Many people initially speculated that this supernovae, and a few others like it, was a new kind of exploding star. Some models of really massive stars suggest that, as the star ages, it becomes unstable, manages to create large amounts of antimatter, and rips itself apart in the ensuing explosion, called a pair instability supernova.
However, new studies by Emmanouil "Manos" Chatzopoulos, a graduate student at the University of Texas at Austin, and his advisor, Dr. Craig Wheeler, seem to show that these very luminous explosions are not a pair instability supernova. The stars are, alas, not being torn asunder by the explosive mixture of matter and antimatter. Instead, the evidence suggests that these are normal supernova explosions, but as the blast wave from the star travels outwards at high speeds, it rams into shells of matter thrown off by the star decades or centuries before the supernova. This violent collision releases tremendous amounts of energy in the form of visible light, and makes the supernova appear much more luminous than it otherwise would.
These shells of matter are known to exist around a type of star called a Luminous Blue Variable (LBV).
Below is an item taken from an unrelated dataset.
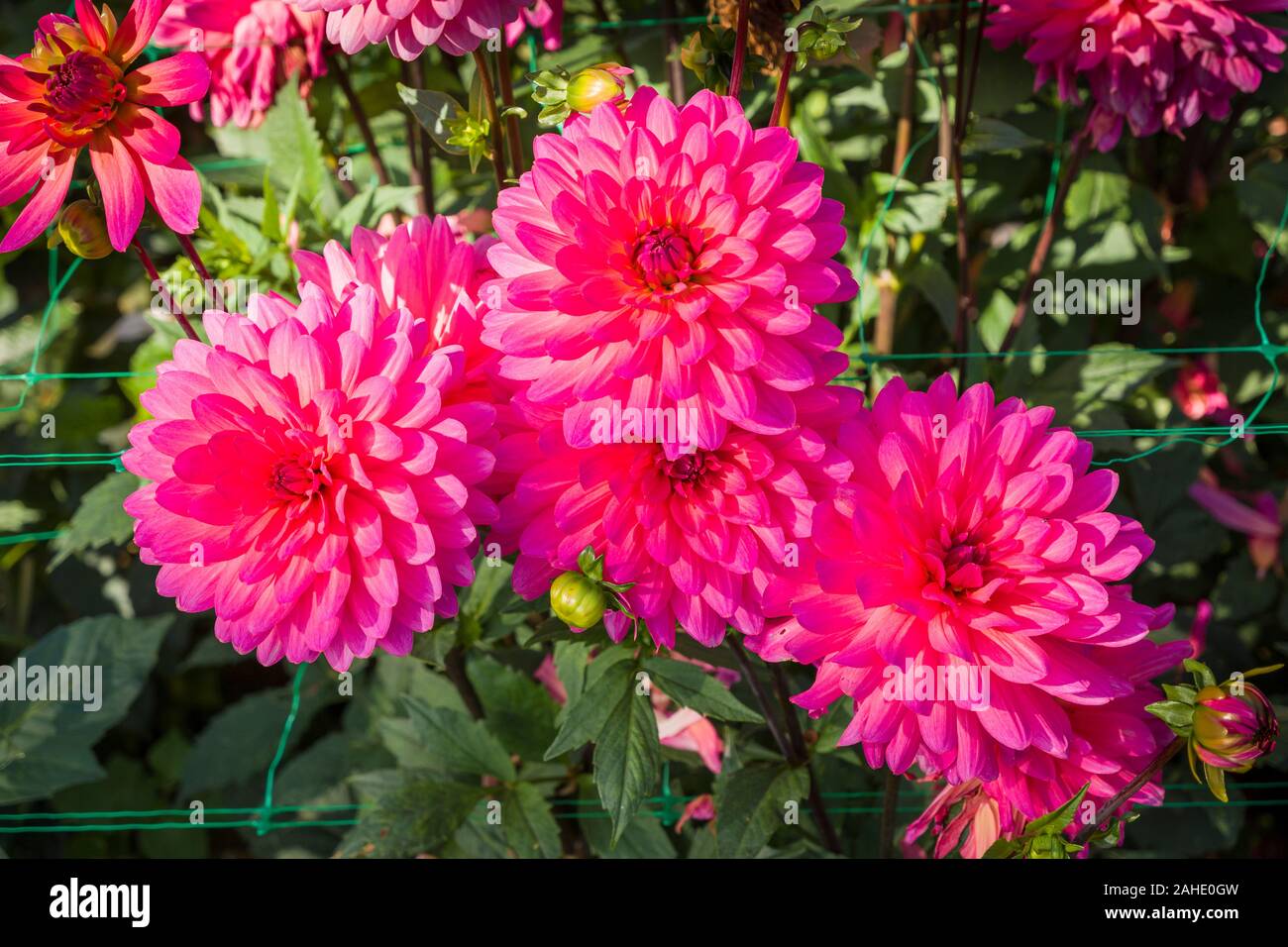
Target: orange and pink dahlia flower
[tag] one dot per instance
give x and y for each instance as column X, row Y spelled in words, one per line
column 78, row 89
These stars sometimes shed huge amounts of material into space via dramatic eruptions from the surface of the star. In our own Milky Way, the LBV Eta Carinae had just such an eruption back in the 1840s. The Hubble Space Telescope has taken amazing images of the material blown off the star during that eruption:
Image Credit: Jon Morse and NASA
If Eta Carina were to explode as a supernova now (and it almost certainly will explode within the next million years), the blast wave from the supernova would smash into those large lobes of material, brightening in a very similar way to the very luminous supernovae Manos has been studying.
So, it looks as if Manos's work may have changed the explanation of these ultra-bright supernovae from some exciting and exotic antimatter-driven explosion mechanism to a slightly more mundane "giant outer space train wreck" explanation. But this is so often how science works, and how it should work: explanations for observed phenomena must be tested, re-tested, and then scrutinized some more. Only then can we be reasonably sure we understand what is happening in the depths of space.